Doch was ist dran an dem Vorwurf der Bildung einer terroristischen Vereinigung? Die Bundesanwaltschaft hat bislang offenbar nichts in der Hand, sie beruft sich in der Sache ausschließlich auf angebliche Erkenntnisse aus ihrem eigenen Geheimdienstsumpf. Konkrete Belege für bevorstehende Anschläge oder ähnliches fehlen komplett. Bei den „bundesweiten Razzien“ wurden gerade mal ein paar Silvesterknaller gefunden. Solchen Pyrokrams hat wahrscheinlich jeder dritte Jugendliche zu Hause gesammelt herumliegen, die Razzien waren also ein Schuss in den Ofen.

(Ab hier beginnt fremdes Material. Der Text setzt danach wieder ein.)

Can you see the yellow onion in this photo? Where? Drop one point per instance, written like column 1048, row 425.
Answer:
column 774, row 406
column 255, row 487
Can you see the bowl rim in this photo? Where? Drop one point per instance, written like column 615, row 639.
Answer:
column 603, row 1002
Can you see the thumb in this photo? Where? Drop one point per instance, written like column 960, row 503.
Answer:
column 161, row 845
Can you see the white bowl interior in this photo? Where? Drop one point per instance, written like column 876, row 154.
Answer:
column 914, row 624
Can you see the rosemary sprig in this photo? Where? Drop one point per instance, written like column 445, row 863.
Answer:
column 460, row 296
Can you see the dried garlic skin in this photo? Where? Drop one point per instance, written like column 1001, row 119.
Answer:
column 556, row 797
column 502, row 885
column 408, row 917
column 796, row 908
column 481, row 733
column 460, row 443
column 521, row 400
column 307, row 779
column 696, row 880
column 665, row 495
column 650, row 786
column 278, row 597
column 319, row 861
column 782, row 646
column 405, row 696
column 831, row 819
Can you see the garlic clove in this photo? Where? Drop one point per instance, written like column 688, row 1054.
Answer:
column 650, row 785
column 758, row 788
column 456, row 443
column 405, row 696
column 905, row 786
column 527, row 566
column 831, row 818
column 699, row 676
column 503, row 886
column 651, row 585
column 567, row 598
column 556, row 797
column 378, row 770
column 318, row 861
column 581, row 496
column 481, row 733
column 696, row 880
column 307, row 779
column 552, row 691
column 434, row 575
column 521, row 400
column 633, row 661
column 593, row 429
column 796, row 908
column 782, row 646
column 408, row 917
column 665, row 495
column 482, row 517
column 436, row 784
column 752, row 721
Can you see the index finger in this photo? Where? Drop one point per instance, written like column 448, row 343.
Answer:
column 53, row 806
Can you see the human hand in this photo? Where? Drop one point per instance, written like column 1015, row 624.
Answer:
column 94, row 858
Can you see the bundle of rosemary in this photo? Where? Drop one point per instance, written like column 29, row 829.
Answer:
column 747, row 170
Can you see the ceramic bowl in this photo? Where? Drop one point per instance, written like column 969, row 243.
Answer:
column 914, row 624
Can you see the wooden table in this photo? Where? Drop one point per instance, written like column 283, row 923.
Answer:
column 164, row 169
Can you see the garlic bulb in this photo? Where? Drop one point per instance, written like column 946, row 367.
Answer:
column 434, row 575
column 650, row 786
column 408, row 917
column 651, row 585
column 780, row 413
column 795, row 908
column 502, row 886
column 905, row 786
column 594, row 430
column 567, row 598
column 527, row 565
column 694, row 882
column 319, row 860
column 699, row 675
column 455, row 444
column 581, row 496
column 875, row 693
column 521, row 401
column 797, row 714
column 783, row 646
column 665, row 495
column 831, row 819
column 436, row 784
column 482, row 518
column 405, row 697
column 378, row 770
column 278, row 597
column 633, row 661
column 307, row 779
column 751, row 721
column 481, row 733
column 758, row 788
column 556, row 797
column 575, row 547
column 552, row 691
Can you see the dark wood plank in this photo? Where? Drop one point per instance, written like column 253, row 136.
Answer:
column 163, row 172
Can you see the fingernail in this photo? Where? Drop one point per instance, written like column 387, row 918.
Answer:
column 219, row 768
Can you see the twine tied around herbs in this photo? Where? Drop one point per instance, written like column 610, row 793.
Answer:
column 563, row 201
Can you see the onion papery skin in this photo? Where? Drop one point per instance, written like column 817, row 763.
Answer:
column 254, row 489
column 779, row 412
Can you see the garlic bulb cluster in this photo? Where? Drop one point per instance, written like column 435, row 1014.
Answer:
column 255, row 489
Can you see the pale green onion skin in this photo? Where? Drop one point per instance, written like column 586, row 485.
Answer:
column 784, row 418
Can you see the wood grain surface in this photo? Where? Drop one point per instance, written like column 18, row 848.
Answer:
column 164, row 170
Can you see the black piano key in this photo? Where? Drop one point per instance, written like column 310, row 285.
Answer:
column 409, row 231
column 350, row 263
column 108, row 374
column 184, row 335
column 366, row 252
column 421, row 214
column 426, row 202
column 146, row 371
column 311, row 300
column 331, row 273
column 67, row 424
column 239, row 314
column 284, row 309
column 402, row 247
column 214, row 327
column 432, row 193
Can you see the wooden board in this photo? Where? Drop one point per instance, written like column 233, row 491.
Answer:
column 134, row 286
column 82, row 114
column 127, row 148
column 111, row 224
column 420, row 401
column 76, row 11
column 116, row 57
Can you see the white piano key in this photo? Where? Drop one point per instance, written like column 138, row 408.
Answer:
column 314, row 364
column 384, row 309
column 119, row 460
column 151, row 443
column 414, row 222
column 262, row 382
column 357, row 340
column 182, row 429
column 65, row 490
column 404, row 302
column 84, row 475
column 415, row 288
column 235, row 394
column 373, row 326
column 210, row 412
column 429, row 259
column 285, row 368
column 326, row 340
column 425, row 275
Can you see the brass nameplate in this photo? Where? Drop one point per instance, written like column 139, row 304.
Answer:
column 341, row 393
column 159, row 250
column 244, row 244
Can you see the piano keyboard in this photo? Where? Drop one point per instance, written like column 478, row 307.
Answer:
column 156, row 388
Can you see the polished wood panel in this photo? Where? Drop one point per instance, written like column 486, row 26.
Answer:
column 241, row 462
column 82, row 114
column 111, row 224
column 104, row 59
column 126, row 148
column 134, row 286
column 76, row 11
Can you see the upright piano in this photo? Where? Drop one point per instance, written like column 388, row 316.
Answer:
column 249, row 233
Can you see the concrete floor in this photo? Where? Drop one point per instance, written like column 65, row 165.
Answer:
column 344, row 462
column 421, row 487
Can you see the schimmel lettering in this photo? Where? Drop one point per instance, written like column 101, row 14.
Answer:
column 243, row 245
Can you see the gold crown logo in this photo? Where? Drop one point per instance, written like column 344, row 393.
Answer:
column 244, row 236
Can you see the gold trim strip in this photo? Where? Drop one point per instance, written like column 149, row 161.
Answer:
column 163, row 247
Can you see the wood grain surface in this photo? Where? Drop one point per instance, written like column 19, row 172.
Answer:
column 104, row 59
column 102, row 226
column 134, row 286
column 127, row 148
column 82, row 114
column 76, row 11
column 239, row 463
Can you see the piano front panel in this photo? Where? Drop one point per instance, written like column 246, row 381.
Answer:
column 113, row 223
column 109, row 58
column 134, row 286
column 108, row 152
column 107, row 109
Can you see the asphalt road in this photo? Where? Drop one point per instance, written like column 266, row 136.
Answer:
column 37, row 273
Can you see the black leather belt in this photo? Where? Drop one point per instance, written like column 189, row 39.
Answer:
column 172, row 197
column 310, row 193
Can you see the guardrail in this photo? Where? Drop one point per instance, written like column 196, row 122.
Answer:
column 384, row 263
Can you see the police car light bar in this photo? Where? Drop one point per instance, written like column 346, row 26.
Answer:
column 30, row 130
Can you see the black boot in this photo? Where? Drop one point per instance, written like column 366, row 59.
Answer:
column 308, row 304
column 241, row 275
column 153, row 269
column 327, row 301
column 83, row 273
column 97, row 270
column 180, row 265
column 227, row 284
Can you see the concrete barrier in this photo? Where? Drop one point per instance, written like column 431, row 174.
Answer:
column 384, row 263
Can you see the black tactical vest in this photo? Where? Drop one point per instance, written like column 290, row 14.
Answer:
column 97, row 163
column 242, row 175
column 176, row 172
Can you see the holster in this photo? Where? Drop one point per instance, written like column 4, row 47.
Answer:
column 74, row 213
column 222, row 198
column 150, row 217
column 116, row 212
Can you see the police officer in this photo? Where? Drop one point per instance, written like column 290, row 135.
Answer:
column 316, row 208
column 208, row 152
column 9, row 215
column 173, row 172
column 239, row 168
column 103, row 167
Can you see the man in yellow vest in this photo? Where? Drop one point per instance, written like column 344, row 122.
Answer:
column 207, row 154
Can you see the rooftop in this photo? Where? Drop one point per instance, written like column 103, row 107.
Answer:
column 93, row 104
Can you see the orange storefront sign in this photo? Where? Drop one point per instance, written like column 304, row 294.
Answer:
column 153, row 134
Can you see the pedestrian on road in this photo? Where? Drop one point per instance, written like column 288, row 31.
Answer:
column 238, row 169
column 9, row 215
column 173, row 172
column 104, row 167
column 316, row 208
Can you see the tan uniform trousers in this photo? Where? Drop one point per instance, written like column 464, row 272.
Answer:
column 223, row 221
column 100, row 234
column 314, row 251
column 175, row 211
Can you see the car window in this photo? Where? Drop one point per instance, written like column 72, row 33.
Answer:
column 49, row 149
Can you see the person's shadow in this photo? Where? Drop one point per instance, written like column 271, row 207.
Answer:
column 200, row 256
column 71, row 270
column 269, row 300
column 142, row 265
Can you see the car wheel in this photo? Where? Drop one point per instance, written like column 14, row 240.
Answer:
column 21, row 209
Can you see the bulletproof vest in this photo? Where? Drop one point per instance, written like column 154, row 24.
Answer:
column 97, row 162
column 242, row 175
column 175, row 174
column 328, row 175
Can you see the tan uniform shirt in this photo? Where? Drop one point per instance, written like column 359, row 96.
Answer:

Noch Ende März gab die Bundesanwaltschaft auf Anfrage bekannt, dass sie überhaupt nichts davon wisse, dass sich irgendwo in der BRD ganz konkret rechte Terrorgruppen formieren. Nun plötzlich diese gezielte Aktion gegen eine Gruppierung, von der bis jetzt noch nie jemand was gehört hat. Nicht mal unsere staatstreuen Antifa-Journalisten, die sonst immer jede Menge Interna über den rechten Rand von Behörden und Diensten gesteckt kriegen.

Mehrere Leitmedien behaupten, die „OSS“ habe Anschläge auf Asylantenheime oder Moscheen geplant. Wie die Medien darauf kommen, verraten sie uns nicht. In der offiziellen Erklärung der Bundesanwaltschaft findet sich dazu nichts. Wurde den Journalisten dieser Unfug von Geheimdienstleuten unter der Hand erzählt, um die Berichterstattung über die Razzia besser ausschmücken zu können?

Die „OSS“ lässt sich bislang nur anhand ihrer Facebook-Seite beurteilen. Dort werden zwar große Sprüche geklopft, aber einen wirklich gefährlichen oder gar „terroristischen“ Eindruck macht das Ganze nicht einmal auf politische Gegner, die sonst gerne alles dämonisieren, was von rechts kommt. Es wird sogar stark bezweifelt, dass die OSS-Blogger überhaupt in der Lage seien, irgendwelche gut geplanten, klandestinen Aktionen durchzuführen.

Was sollen das auch bitte schön für „Untergrund-Terroristen“ sein, die sich im Internet ganz offen mit ihren Klarnamen und Fotos präsentieren? Wer als vermeintlich politisch aktiver Mensch dermaßen naiv im Umgang mit seinen persönlichen Daten ist, der muss wohl eher damit rechnen, selbst Opfer von kriminellen (linken) Anschlägen zu werden, als dass er selbst jemals irgendwas Geheim-gefährliches aushecken zu könnte. Hunde die bellen, beißen bekanntlich nicht.

Die Frage ist also: Was soll die ganze PR-Aktion der Bundesanwaltschaft? Ist es wirklich nur PR, weil der „tiefe Staat“ gerade jetzt, wo seine NSU-Lüge zerbröselt, dringend einen Erfolg gegen „rechten Terror“ vorweisen will? Interessant in diesem Zusammenhang ist die Aussage von Innenminister die Misere, der die „OSS“ mit dem „NSU“ verglichen hat. Eine solche Aussage macht ein Innenminister nicht aus Lust und Laune heraus, sondern wohlüberlegt. Wollte der Innenminister die PR-Aktion nur weiter dramatisieren? Oder sollen wir das als Hinweis werten, dass auch „OSS“ eine solche V-Mann-Nummer wie der „NSU“ ist?

Es ist schon merkwürdig, dass ausgerechnet das Tamtam gegen eine bislang völlig unbekannte (Facebook)-Gruppe als maßgeblicher Erfolg von Bundesanwalt Range gefeiert wird. Wurde das kleine Splittergrüppchen ohne eigenes Zutun von den Geheimdiensten kriminalisiert und benutzt? Oder steckt bei „OSS“ mehr geheimdienstliches drin, als bislang bekannt ist?